Namens Marlow en de eigenaar werd gepleit dat een dergelijke strikte handhaving van de Dockers’ Clause’ onaanvaardbaar zou zijn op grond van de eisen van de redelijkheid en billijkheid. Dit zou gedurende de coronapandemie risico’s opleveren voor bemanningsleden, tot vertraging leiden en extra kosten opleveren, waardoor ook de Rotterdamse haven onaantrekkelijk zou worden voor containerschepen. Daarnaast werd erop gewezen dat de bemanning hiervoor apart voor betaald kreeg.
Namens de eigenaar werd nog gesteld dat de Dockers’ Clause in strijd was met artikel 101 VWEU en/of artikel 6 Mw omdat de clausule binnen de interne markt de concurrentie tussen scheepsexploitanten onderling verhindert of beperkt. Zij kunnen niet langer concurreren op de flexibiliteit en kostenefficiëntie van hun dienstverlening door het verrichten van sjorwerkzaamheden en omdat alle sjorwerkzaamheden worden voorbehouden aan de aan ITF gelieerde sjorbedrijven.
De eisers hadden de rechtbank verzocht om een dwangsom van 24.000 euro op te leggen voor elke overtreding.
De vorderingen tegen de eigenaar werden afgewezen. Volgens de voorzieningenrechter is het niet ondenkbaar dat de bodemrechter – eventueel na nader onderzoek – zal oordelen dat het, mede gelet op de wijze van totstandkoming van de Dockers’ Clause, naar maatstaven van redelijkheid en billijkheid onaanvaardbaar is om de reder onverkort aan het beding te houden.

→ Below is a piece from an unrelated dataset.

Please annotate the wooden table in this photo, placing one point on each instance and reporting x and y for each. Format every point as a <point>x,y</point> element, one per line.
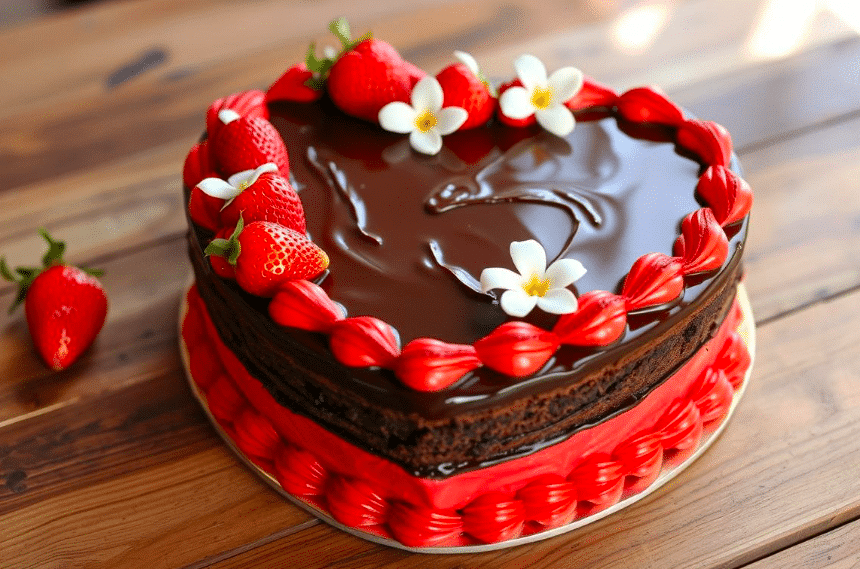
<point>112,463</point>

Vooral de omstandigheid dat bij de totstandkoming niet is gesproken met reders en tijdbevrachters die met de uitvoering van de Dockers’ Clause te maken krijgen, speelde bij het oordeel een belangrijke rol. Naleving van de clausule zal namelijk grote impact op hun bedrijfsvoering hebben. Daarnaast kan op voorhand niet worden geoordeeld dat de Dockers’ Clause buiten het mededingingsrecht valt. Het is bovendien niet onaannemelijk dat de clausule de mededinging binnen de interne markt verhindert of beperkt op grond van een of meer van de door de reder aangevoerde argumenten. Wij wachten met belangstelling af hoe de Europese Commissie zal beslissen op de klacht die nu over de kwestie is ingediend.
1 Rb Rotterdam 27 augustus 2020, ECLI:NL:RBROT:2020:7502.